WEEK COMMENCING 10 OCTOBER 2021
I’m back! Thank you to everyone who wished me a good holiday. I had a lovely time thanks, playing lots of tennis in the Portuguese sunshine. My thanks to the Chestnut team for looking after everything so well in my absence, and to Mel for last week’s Newsletter. She’d like to thank everyone for the positive response and all the lovely comments.
Before we get to the questions, don’t forget to join us for the next episode of Conkers LIVE next Tuesday, which will feature a live demo from Colwin Way. Click on this link https://youtu.be/uaVf_gGwMFU to go to our YouTube channel to set a reminder.
But now, back to business, back to the questions!
A common question I get is ‘what is the best finish for… oak…ash… yew…[insert your favourite timber here]?’ It’s not really possible to answer that. Nearly all of our finishes will work on pretty much any timber, giving a great result every time. The real problem though, is that the choice of finish isn’t really determined by the timber, but by the desired finish, and even more importantly, the intended use of the item being made.
Does it need to be hardwearing, child safe, water resistant, food safe, glossy, matt, suitable for outdoor use, etc etc? I always think that it’s important to fit the product to the project, and that the choice of finish should be part of the design process, along with factors such as shape and method.
Something that is easier to answer is about the best finish for wooden pens. This will need to be hardwearing and able to withstand a lot of handling. Pens are usually a bright finish as well, and to get the best look it’s worth spending a little extra time on the finishing.

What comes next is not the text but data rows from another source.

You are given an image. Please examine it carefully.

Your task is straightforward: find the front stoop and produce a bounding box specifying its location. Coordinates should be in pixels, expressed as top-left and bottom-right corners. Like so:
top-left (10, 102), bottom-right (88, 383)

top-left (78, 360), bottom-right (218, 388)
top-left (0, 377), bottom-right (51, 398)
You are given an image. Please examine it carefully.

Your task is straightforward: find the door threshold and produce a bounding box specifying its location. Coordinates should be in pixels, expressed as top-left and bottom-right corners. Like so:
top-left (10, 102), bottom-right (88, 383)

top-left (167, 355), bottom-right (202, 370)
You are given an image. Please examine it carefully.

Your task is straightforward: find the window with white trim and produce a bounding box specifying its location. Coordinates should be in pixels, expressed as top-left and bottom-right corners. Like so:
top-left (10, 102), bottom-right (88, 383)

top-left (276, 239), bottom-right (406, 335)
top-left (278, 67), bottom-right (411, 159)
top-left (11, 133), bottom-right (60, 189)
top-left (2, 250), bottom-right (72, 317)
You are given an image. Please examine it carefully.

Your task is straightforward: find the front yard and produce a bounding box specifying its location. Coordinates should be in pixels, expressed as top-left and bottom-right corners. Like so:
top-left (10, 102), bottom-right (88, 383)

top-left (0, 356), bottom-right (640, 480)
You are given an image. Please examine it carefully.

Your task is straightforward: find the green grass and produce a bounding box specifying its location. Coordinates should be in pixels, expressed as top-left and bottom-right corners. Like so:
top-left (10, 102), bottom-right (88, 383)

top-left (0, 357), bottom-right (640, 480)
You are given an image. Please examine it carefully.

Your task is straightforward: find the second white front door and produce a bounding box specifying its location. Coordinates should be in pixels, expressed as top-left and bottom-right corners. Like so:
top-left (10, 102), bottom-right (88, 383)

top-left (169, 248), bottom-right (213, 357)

I’d start with a coat of Cellulose Sanding Sealer, followed by a couple of coats of Melamine Lacquer, sanding down gently between all the coats. Next I’d use the Melamine Gloss Lacquer spray, which will give a great final lacquer coat. Allow that to dry, and polish it using the Burnshing Cream. By now you should have a great finish, but if you want to go further for that ‘showroom finish’ apply a coat of Friction Polish, allow that to dry and use the Burnishing Cream again. Finally, use the Microcrystalline Wax to prevent constant handling, marking the finish too quickly.
And finally for this week; I’m sure I’ve covered this one before, but we get new readers sign up all the time, and it never hurts to give a little reminder… Can an aerosol wax polish be used over one of our paste waxes?
The answer is that yes it can, but it’s really not the best way to look after something you’ve lovingly made and finished with our products. Some of these aerosols contain little to no wax, and can be a little harsh for delicate finishes. The best maintenance for something finished with wax is a polish with a soft cloth, and the application of a little more wax when needed – but use it sparingly; too much can cause smears.
The pdf version of last week’s Newlsetter was a little late being uploaded to our archive folder last week, sorry. It’s there now if you haven’t got it yet.
I’ll have been out and about again by the time this arrives in your inbox, giving a demo in Billericay, Essex for Thameside Turners. If you were there I hope you enjoyed it!